Мориса словно стегнули хлыстом по лицу. «Доложу!» Эта скотина, эта
деревенщина доложит, что несчастные, обессиленные люди сбросили невыносимую
ношу! И в припадке слепого гнева он тоже отстегнул ремень, бросил свой ранец
на край дороги и вызывающе, в упор посмотрел на Жана.
— Ладно! — с обычным спокойствием сказал Жан, не имея возможности
противодействовать своим людям. — Вечером посчитаемся.
У Мориса страшно болели ноги. Он не привык к грубым солдатским башмакам
и натер себе ступни до крови. Здоровье у него было довольно слабое;
казалось, спину, словно рана, жжет невыносимая боль от ранца, хотя Морис от
него отделался; бедняга не знал, в какой руке нести винтовку, от одной этой
тяжести он уже задыхался. Но еще больше страдал он от душевного изнеможения:
им овладел приступ отчаяния, которому он был подвержен. Часто, не имея сил
сопротивляться, Морис вдруг чувствовал, что воля его побеждена, он подпадал
под власть дурных инстинктов, плыл по течению и потом сам плакал от стыда.

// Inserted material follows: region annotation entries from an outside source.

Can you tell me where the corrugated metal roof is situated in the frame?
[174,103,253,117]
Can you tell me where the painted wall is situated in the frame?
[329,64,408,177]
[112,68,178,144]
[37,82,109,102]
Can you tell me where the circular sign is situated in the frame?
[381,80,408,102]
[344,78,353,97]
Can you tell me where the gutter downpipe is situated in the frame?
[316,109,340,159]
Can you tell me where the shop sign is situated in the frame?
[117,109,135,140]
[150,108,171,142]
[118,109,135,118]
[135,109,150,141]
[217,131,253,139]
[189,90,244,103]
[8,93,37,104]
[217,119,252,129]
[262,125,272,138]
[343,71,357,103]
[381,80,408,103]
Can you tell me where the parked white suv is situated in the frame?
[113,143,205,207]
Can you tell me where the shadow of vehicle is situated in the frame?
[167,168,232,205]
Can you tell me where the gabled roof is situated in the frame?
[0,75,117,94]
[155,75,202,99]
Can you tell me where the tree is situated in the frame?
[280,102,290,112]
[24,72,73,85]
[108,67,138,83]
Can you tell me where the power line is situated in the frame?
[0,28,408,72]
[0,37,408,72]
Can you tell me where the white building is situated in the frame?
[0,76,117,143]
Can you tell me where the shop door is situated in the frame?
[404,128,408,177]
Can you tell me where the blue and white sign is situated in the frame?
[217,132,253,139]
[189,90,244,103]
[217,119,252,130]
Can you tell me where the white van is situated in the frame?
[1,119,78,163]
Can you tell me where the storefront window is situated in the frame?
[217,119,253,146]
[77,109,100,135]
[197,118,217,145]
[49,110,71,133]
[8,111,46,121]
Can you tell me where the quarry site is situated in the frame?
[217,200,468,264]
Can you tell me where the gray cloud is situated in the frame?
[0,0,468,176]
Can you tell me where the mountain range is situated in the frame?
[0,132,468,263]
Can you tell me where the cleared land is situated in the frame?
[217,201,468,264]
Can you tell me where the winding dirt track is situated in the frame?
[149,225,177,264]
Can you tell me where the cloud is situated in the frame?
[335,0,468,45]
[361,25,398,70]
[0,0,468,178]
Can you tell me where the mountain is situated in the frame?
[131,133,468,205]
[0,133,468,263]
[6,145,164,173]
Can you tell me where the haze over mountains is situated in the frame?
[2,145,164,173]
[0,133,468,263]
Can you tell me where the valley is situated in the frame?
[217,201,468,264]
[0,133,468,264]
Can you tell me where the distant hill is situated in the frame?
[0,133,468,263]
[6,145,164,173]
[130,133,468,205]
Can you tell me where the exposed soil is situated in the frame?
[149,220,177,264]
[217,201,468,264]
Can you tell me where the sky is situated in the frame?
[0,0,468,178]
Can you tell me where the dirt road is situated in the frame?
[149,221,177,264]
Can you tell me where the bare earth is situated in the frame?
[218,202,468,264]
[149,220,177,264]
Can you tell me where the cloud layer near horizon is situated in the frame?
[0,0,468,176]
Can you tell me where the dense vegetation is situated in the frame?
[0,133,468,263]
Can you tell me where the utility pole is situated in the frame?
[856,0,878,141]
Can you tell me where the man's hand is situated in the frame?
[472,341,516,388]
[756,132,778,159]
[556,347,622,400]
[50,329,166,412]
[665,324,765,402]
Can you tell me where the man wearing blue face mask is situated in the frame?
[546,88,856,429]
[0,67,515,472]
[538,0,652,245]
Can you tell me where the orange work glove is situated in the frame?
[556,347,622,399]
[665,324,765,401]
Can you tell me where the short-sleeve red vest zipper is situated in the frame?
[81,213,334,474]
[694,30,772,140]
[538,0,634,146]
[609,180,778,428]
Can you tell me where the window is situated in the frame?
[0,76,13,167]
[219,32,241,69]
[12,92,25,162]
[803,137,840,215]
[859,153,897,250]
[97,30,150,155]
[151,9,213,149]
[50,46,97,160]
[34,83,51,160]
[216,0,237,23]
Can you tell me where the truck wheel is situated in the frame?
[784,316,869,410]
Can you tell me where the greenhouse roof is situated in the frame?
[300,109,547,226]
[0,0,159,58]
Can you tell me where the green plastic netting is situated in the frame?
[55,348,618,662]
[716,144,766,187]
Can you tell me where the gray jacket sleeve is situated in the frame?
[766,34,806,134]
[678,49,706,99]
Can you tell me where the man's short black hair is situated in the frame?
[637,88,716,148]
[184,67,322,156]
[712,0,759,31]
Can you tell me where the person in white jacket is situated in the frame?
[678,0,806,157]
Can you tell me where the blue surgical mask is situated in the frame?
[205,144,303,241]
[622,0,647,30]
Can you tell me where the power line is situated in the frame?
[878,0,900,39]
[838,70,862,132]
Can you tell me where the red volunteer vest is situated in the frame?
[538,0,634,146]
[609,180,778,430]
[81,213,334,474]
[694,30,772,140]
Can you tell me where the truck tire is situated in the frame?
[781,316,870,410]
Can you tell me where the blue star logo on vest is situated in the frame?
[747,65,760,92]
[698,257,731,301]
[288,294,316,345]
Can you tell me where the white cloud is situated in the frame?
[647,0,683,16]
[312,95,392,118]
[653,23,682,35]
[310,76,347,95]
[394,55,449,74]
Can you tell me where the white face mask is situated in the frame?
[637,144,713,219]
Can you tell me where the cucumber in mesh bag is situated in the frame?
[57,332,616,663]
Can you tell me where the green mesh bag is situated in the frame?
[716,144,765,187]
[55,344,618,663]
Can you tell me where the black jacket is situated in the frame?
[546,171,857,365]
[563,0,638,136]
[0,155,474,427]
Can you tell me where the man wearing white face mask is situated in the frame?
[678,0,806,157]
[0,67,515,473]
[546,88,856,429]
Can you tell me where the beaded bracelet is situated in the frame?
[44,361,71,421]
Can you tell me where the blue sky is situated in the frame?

Его ошибки в Париже были только безумствами того, «другого», как он
выражался, слабого юноши, который в часы малодушия становился способным на
последние низости. И теперь, волоча ноги под изнурительным солнцем, во время
отступления, похожего на бегство, он был только животным из этого стада,
отставшего, разбросанного, усеявшего дороги. То был отзвук поражения, отзвук
грома, прогрохотавшего далеко-далеко, во многих милях отсюда, грома, глухой
отгул которого преследовал теперь по пятам людей, охваченных ужасом,
бегущих, даже еще не увидав неприятеля.